Learning financial responsibility at a young age is crucial. Your child should know how money works and how hard work is how you earn money. It doesn’t grow on trees and we need to be teaching our children that from very early on.
I feel like my parents did an excellent job teaching my sister and I all about money. It wasn’t handed to us, we didn’t earn it for making good grades (that was expected), and we learned how to budget out money.
I love my Baby and I’m sure he will be spoiled, but he will know how to work. I think teaching finances to children will help them know hard work is how you get ahead and that everything will not be handed to you in life.
Here’s my top tips for how to teach your kids about money:
Make them work for it.
Don’t just fork over an allowance each week. Setup chores for your kids to do to earn their money. I recommend having a standard set of chores to even qualify. For instance, their bed has to be made and their clothes put away each day before they can do an extra chores to earn money.
Don’t give them an option.
Chores shouldn’t be optional. The money is an added bonus, but because they live in your house and you provide their meals then they should be expected to pitch in.
Let them pick their chores.
Sit your kids down and ask what they want to help with.

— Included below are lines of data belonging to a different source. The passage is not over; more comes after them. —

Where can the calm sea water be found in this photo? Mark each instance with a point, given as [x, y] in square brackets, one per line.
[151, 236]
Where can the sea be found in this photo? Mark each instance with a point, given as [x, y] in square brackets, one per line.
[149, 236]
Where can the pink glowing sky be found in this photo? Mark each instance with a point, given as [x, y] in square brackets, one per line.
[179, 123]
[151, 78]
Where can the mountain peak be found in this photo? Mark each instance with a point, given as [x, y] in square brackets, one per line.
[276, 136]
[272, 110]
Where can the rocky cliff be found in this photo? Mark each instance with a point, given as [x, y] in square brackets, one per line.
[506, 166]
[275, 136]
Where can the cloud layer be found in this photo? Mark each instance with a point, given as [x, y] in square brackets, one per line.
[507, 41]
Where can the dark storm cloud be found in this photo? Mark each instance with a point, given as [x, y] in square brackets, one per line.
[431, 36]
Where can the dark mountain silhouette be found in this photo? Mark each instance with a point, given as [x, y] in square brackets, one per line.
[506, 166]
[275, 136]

My sister and I volunteered for our paying gigs so we felt like we wanted to do them. It will help your kids take ownership in their tasks.
I had a friend with young kids tell me this story once years ago and it has stuck with me. His little girl started fighting with him on drinking her morning milk. So instead of fighting back or getting frustrated he came up with a plan. He set out 3 cups each morning and her job was to pick the cup she wanted her milk in. She had taken ownership over making that decision and she would happily drink her milk from her cup of choice.

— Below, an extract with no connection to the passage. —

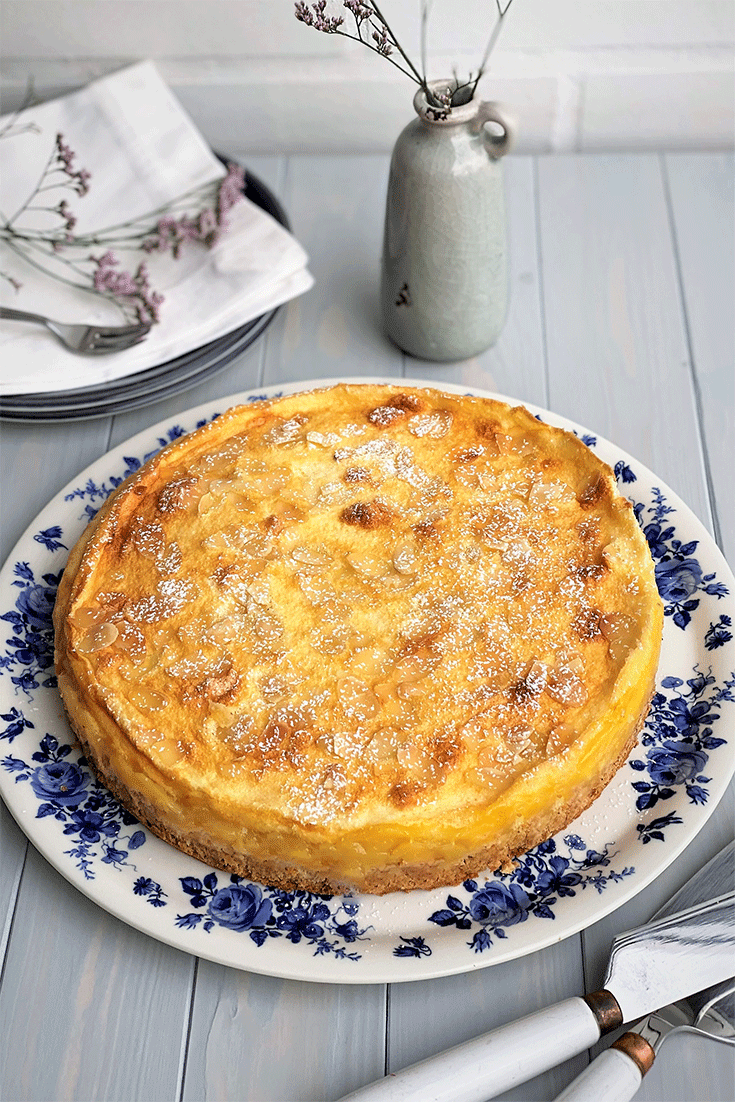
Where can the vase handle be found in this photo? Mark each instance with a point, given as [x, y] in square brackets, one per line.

Let you kids decide what they want to do and they will take pride in getting it done.
Pay per chore.
Set a price for each task and that’s how they get paid. It’s not a set amount each week, but they have a maximum amount they can earn. Now I know each amount may differ between families. 25 cents per chore may work for some while others may give more, but no matter the amount you decide – you need to set a price and stick with it.
For instance, taking the trash to the street is worth 50 cents and bringing the empty cans back is another 50 cents. Emptying the dishwasher is worth $1.00 and so on. If they skip a day or a week then they do not get compensated for it.
Teach them how to budget.
I like the idea of having a set amount that goes into savings each week. You can make it a specific dollar amount or percentage. I prefer percentage because it also teaches them math each week. You can set what you think is reasonable, but they know before they can spend any of their earnings a certain portion must be put aside.
10% is a good amount to start with in my opinion. It’s a round number so doing the math can be easy. You can have 10% for savings and 10% for tithing to teach your children about charity.
By treating the savings and tithing as a bill they are learning how to budget their money before spending which can really help them understand how expenses work.
Just a few simple steps can really help teach your kids about money. It doesn’t have to take hours each week, just a few minutes every Sunday and your kids are getting a budgeting lesson. I love the idea of passing on the work ethic my parents instilled in me to our son.